When using a Lucene index, doing a search with a GFSH command or JAVA API call, it may return unexpected results, returning rows containing the query string "Jones" in places other than the start.
GFSH Command:
gfsh> search lucene --name=indexName --region=/orders --queryString="Jones*" --defaultField=customer
Java API call:
LuceneQuery<String, Person> query = luceneService.createLuceneQueryFactory() .create(indexName, "Orders", "Jones*", "customer"); Collection<Person> results = query.findValues();
The issue is that the default analyzer for a simple string field will tokenize by word rather than simply by the string as a whole. This means each word will be indexed individually. For example, if the value of the customer field is 'word1 word2 word3'. The resulting index would be of the form, "customer: word1,word2 word3". The search 'Jones*' is performed against all of the indexed words, so if any of the words in the customer field starts with "Jones", it will match (note however, that a word like "NotAJones" would not match).

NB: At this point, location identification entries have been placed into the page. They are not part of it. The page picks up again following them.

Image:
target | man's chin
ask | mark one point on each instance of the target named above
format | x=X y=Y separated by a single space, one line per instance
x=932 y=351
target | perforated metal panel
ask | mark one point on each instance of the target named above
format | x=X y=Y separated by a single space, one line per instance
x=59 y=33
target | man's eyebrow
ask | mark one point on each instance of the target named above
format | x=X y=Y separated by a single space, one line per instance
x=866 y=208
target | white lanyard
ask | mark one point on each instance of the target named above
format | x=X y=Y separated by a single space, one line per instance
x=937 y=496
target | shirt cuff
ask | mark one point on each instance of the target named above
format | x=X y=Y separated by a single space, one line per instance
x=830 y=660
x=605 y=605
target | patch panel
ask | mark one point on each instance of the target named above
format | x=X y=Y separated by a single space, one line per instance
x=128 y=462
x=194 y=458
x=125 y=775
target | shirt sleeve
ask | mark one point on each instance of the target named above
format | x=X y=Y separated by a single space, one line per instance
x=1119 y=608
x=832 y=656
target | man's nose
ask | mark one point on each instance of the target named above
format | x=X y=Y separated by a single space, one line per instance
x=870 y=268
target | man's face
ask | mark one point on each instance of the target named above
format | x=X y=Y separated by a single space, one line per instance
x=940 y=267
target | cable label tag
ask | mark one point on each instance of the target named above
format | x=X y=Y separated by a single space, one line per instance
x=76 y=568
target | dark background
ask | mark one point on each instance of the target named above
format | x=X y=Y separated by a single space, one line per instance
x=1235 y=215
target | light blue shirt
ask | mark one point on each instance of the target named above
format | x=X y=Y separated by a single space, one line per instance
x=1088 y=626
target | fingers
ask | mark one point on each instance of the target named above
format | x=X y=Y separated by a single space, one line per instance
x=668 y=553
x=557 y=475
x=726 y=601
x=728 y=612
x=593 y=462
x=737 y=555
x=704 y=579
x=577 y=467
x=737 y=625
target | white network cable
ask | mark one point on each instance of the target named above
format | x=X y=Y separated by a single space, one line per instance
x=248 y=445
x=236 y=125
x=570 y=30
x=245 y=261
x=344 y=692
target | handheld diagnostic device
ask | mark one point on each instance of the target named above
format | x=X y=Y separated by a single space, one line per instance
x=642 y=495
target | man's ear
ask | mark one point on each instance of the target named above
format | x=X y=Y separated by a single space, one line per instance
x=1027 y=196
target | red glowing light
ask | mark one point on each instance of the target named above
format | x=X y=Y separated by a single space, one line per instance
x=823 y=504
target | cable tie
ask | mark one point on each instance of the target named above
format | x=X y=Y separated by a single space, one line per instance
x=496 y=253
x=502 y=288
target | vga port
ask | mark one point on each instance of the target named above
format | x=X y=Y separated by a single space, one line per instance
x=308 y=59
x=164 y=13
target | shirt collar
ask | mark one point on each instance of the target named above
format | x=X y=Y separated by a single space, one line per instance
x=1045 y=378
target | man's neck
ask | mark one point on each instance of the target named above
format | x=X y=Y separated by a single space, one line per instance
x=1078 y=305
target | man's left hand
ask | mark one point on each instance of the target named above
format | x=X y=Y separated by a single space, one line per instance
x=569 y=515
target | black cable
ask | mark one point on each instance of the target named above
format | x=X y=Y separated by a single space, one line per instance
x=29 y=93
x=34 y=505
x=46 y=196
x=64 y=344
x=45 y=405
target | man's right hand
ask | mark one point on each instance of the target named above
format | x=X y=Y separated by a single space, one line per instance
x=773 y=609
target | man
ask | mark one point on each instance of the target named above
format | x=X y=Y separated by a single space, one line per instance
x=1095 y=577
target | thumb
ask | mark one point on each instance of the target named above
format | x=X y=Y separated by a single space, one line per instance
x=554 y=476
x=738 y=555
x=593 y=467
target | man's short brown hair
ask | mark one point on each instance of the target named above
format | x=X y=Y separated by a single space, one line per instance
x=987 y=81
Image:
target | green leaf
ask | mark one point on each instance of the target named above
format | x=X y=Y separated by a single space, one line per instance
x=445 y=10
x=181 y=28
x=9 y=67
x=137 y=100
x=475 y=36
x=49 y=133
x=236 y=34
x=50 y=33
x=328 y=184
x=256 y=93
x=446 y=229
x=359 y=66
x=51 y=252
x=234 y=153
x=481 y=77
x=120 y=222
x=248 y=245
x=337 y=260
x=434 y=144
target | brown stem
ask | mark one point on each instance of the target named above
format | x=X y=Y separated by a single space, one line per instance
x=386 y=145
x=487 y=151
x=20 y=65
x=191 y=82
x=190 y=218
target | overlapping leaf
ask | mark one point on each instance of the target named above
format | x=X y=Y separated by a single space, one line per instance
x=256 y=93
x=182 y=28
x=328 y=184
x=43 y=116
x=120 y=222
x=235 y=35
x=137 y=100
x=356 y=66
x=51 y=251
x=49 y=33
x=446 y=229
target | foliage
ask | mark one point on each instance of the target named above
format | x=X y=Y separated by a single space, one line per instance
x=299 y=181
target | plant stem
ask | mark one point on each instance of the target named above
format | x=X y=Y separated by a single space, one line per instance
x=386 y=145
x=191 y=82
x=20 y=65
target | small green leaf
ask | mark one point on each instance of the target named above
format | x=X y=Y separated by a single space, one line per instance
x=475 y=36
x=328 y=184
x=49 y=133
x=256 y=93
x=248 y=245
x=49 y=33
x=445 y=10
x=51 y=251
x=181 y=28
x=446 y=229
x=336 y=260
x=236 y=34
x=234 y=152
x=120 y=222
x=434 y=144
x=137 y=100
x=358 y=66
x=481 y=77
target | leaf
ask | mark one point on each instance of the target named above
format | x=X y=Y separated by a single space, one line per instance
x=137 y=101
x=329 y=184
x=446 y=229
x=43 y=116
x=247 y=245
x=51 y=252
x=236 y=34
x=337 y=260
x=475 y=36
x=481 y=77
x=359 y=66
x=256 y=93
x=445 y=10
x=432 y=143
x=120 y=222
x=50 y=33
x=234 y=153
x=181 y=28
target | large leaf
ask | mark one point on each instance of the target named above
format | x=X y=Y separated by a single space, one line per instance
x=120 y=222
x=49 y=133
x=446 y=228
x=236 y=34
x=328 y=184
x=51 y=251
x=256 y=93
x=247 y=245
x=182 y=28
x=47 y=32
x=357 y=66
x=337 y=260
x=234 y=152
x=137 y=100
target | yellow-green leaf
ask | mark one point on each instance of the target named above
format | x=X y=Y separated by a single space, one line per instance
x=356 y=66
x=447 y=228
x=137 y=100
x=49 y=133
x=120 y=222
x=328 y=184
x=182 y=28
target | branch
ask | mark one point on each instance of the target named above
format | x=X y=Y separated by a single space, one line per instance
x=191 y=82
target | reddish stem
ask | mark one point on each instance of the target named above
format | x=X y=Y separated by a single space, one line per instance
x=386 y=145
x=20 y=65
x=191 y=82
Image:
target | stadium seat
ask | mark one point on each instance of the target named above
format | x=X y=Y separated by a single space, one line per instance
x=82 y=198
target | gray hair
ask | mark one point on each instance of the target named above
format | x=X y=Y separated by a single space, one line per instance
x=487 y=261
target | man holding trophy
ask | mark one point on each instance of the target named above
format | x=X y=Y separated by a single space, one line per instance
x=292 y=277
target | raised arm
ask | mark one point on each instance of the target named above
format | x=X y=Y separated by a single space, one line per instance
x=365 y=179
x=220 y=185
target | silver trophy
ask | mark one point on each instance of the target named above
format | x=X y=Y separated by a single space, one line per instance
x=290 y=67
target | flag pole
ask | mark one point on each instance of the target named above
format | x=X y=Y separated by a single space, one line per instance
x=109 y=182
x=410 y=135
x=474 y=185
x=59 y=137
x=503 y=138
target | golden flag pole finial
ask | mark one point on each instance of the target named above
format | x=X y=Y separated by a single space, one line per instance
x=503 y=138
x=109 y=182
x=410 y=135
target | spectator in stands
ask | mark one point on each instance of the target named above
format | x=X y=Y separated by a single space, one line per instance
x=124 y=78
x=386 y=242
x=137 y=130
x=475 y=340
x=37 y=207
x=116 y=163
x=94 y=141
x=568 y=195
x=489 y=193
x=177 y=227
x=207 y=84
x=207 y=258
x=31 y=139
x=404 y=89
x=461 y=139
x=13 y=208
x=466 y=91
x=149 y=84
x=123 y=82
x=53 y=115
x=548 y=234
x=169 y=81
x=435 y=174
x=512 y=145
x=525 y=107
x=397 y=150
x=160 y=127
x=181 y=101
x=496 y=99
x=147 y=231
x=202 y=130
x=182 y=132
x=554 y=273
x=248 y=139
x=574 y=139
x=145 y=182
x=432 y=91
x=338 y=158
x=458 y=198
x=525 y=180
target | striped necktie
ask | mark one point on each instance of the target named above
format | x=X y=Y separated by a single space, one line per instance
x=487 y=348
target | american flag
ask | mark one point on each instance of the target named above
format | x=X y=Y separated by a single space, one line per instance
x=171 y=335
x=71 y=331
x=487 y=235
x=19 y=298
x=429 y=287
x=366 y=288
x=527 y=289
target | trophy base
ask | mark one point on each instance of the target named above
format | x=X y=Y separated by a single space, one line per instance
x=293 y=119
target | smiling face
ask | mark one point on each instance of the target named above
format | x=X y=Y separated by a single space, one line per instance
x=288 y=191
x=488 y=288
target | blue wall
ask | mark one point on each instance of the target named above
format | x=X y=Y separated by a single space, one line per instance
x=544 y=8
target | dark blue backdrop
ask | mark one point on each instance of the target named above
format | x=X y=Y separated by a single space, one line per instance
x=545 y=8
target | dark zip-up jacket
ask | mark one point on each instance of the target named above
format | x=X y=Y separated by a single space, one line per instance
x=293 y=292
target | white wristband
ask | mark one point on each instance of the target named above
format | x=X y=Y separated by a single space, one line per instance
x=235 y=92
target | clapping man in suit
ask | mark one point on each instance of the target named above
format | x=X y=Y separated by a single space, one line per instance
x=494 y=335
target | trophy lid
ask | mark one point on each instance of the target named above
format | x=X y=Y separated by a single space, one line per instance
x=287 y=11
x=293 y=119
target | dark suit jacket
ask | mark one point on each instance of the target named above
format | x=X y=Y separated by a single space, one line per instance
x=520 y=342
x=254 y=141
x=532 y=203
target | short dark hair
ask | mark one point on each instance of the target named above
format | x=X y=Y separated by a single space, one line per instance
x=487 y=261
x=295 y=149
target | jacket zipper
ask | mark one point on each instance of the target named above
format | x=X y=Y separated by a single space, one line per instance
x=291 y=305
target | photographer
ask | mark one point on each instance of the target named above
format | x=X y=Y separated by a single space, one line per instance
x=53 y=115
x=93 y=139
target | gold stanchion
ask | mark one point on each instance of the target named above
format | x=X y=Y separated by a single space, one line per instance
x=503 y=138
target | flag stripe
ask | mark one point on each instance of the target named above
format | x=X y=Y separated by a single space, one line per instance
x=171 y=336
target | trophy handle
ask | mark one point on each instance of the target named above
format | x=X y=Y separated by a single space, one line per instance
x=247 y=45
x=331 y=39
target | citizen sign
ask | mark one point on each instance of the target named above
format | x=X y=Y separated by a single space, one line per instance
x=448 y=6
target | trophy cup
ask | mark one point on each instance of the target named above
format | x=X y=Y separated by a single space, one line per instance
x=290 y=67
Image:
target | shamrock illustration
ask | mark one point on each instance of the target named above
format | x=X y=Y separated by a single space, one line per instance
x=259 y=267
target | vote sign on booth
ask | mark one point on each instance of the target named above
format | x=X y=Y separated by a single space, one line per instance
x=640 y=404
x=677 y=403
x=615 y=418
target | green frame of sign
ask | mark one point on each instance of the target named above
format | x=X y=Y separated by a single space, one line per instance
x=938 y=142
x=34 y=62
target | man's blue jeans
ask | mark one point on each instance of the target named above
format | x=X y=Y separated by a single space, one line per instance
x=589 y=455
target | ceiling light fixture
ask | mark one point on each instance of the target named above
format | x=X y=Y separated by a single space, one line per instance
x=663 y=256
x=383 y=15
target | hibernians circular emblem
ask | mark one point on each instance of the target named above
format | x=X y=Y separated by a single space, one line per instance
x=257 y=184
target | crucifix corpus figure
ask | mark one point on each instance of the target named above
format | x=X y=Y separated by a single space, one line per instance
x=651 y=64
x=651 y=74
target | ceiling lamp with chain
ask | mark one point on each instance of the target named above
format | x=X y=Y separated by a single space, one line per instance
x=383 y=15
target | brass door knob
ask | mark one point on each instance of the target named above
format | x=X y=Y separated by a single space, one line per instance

You can see this behavior in the following example:
gfsh>create lucene index --name=IdxTest --region=/test --field=__REGION_VALUE_FIELD Member | Status ------------------------------------ | --------------------------------- 192.168.3.2(server1:47018)<v1>:41001 | Successfully created lucene index gfsh>create region --name=test --type=PARTITION_REDUNDANT Member | Status | Message ------- | ------ | --------------------------------- server1 | OK | Region "/JJ" created on "server1" Cluster configuration for group 'cluster' is updated. gfsh>put --key='1' --value='abc Jones123 Jones456' --region=/test Result : true Key Class : java.lang.String Key : 1 Value Class : java.lang.String Old Value : null gfsh>put --key='2' --value='abcJones123Jones456' --region=/test Result : true Key Class : java.lang.String Key : 2 Value Class : java.lang.String Old Value : null gfsh>put --key='3' --value='Jones123456' --region=/test Result : true Key Class : java.lang.String Key : 3 Value Class : java.lang.String Old Value : null gfsh>search lucene --name=IdxTest --region=/test --queryString=Jones* --defaultField=__REGION_VALUE_FIELD key | value | score --- | --------------------- | ----- 3 | Jones123456 | 1.0 1 | abc Jones123 Jones456 | 1.0
In order to achieve the desired behavior, you need to write a custom field analyzer to keep the whole field together. An example of such a custom analyzer is given below:
import org.apache.lucene.analysis.Analyzer; import org.apache.lucene.analysis.TokenStream; import org.apache.lucene.analysis.Tokenizer; import org.apache.lucene.analysis.Analyzer.TokenStreamComponents; import org.apache.lucene.analysis.core.LowerCaseFilter; import org.apache.lucene.analysis.util.CharTokenizer; public class MyCharacterAnalyzer extends Analyzer { @Override protected TokenStreamComponents createComponents(String fieldName) { Tokenizer tokenizer = new MyCharacterTokenizer(); TokenStream filter = new LowerCaseFilter(tokenizer); return new TokenStreamComponents(tokenizer, filter); } private static class MyCharacterTokenizer extends CharTokenizer { @Override protected boolean isTokenChar(final int character) { return true; } } }